Actions juridiques

L’action juridique de DRAPO

L’usage du droit permet de s’opposer à l’Etat et ses représentants quand ceux-ci transgressent les règles définies par les lois et règlements en vigueur en matière de protection des riverains.

Trois actions sont en cours :
Opposition au permis de construire du « bâtiment de jonction » de l’aéroport d’Orly.

Cette action a été entreprise avec d’autres associations locales, d’abord sous forme de recours gracieux en juin 2015, alors que les travaux débutaient. L’instance, introduite devant le tribunal administratif de Versailles, a été renvoyée devant celui de Melun, puis devant la Cour d’Appel de Versailles, avant de revenir devant le tribunal de Versailles. ADP avait déposé une demande de permis modificatif, à laquelle nous nous sommes opposés en 2016, et qui a fait l’objet d’une réplique d’ADP. Deux ans ont passé, les travaux sont très engagés et donc nous sommes devant la perspective d’un enlisement administratif sans espoir de résultat concret.

Action contre l’Etat sur la non adéquation du PPBE d’Orly aux dispositions de la Directive européenne 2002/49/CE.

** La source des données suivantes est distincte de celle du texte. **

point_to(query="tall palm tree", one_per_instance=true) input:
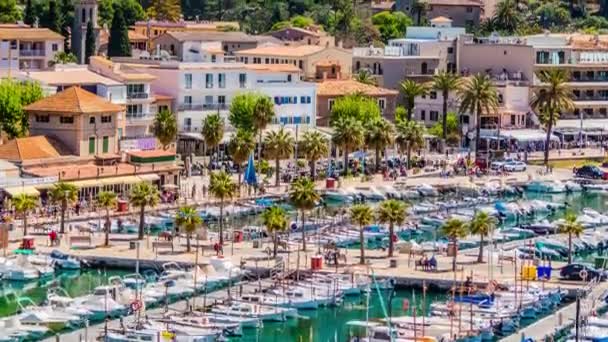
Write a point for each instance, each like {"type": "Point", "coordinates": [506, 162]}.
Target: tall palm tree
{"type": "Point", "coordinates": [275, 221]}
{"type": "Point", "coordinates": [571, 227]}
{"type": "Point", "coordinates": [165, 128]}
{"type": "Point", "coordinates": [349, 135]}
{"type": "Point", "coordinates": [303, 196]}
{"type": "Point", "coordinates": [482, 225]}
{"type": "Point", "coordinates": [64, 193]}
{"type": "Point", "coordinates": [188, 219]}
{"type": "Point", "coordinates": [445, 82]}
{"type": "Point", "coordinates": [143, 194]}
{"type": "Point", "coordinates": [222, 187]}
{"type": "Point", "coordinates": [240, 147]}
{"type": "Point", "coordinates": [314, 147]}
{"type": "Point", "coordinates": [279, 145]}
{"type": "Point", "coordinates": [411, 90]}
{"type": "Point", "coordinates": [551, 98]}
{"type": "Point", "coordinates": [454, 229]}
{"type": "Point", "coordinates": [361, 215]}
{"type": "Point", "coordinates": [213, 131]}
{"type": "Point", "coordinates": [478, 96]}
{"type": "Point", "coordinates": [379, 134]}
{"type": "Point", "coordinates": [24, 204]}
{"type": "Point", "coordinates": [107, 200]}
{"type": "Point", "coordinates": [410, 135]}
{"type": "Point", "coordinates": [391, 212]}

La France a été très négligente dans la transposition en droit national de la directive 2002/49/CE qui prescrit des mesures de limitation des nuisances sonores aériennes pour les aéroports. La transposition s’est faite sous la forme de PPBE (Plan de Protection du Bruit dans l’Environnement) en 2013, avec cinq ans de retard sur l’échéance !
La loi française disposant que le premier ministre est responsable de l’application des règlements et directives devant l’Union Européenne, nous avions l’occasion d’attaquer l’autorité au niveau le plus haut.
Le premier ministre n’ayant pas répondu dans les délais, notre action a été portée devant le Conseil d’Etat, où la procédure est en cours.
En cas de rejet par le Conseil d’Etat, nous nous pourvoirons devant les instances de l’Union Européenne.
Une action identique est menée en parallèle pour les aéroports de Charles de Gaulle et du Bourget par des associations et des communes concernées. En tout, une vingtaine de communes franciliennes, solidaires de l’initiative, se sont portées intervenantes volontaires. L’appui que constitue l’engagement des municipalités donne à l’action une portée politique considérable.
Le but poursuivi est de montrer aux autorités que DRAPO et ses partenaires ont la volonté et les moyens d’aller jusqu’au niveau le plus haut pour protéger les intérêts des riverains du sud francilien.

Sanctuarisation de la régulation d’ Orly.

La régulation actuelle est constituée de la décision ministérielle du 4 avril 1968 instituant un couvre-feu entre 23h30 et 06h00, et l’arrêté du 6 octobre 1994 limitant le nombre de créneaux horaires attribuables à 250.000.
La protection d’Orly repose donc sur ces deux décisions règlementaires, qui ont été prises en compte dans le PPBE d’Orly, adopté par arrêté inter-préfectoral du 14 mars 2013 ainsi que dans le « Schéma Directeur de la Région Ile de France (SDRIF).
Ces deux mesures ne trouvent cependant pas leur source dans un texte de nature législative, d’où leur fragilité face aux menaces que constituent l’agrandissement de la plate-forme aéroportuaire d’Orly et la perspective de sa privatisation.
Par conséquent la recherche en cours consiste soit à trouver comment remplacer les textes actuels par d’autres plus solides, soit à trouver les moyens juridiques de s’opposer à toutes mesures conduisant à une aggravation des nuisances. Là encore, DRAPO s’appuiera sur les parlementaires et les élus municipaux.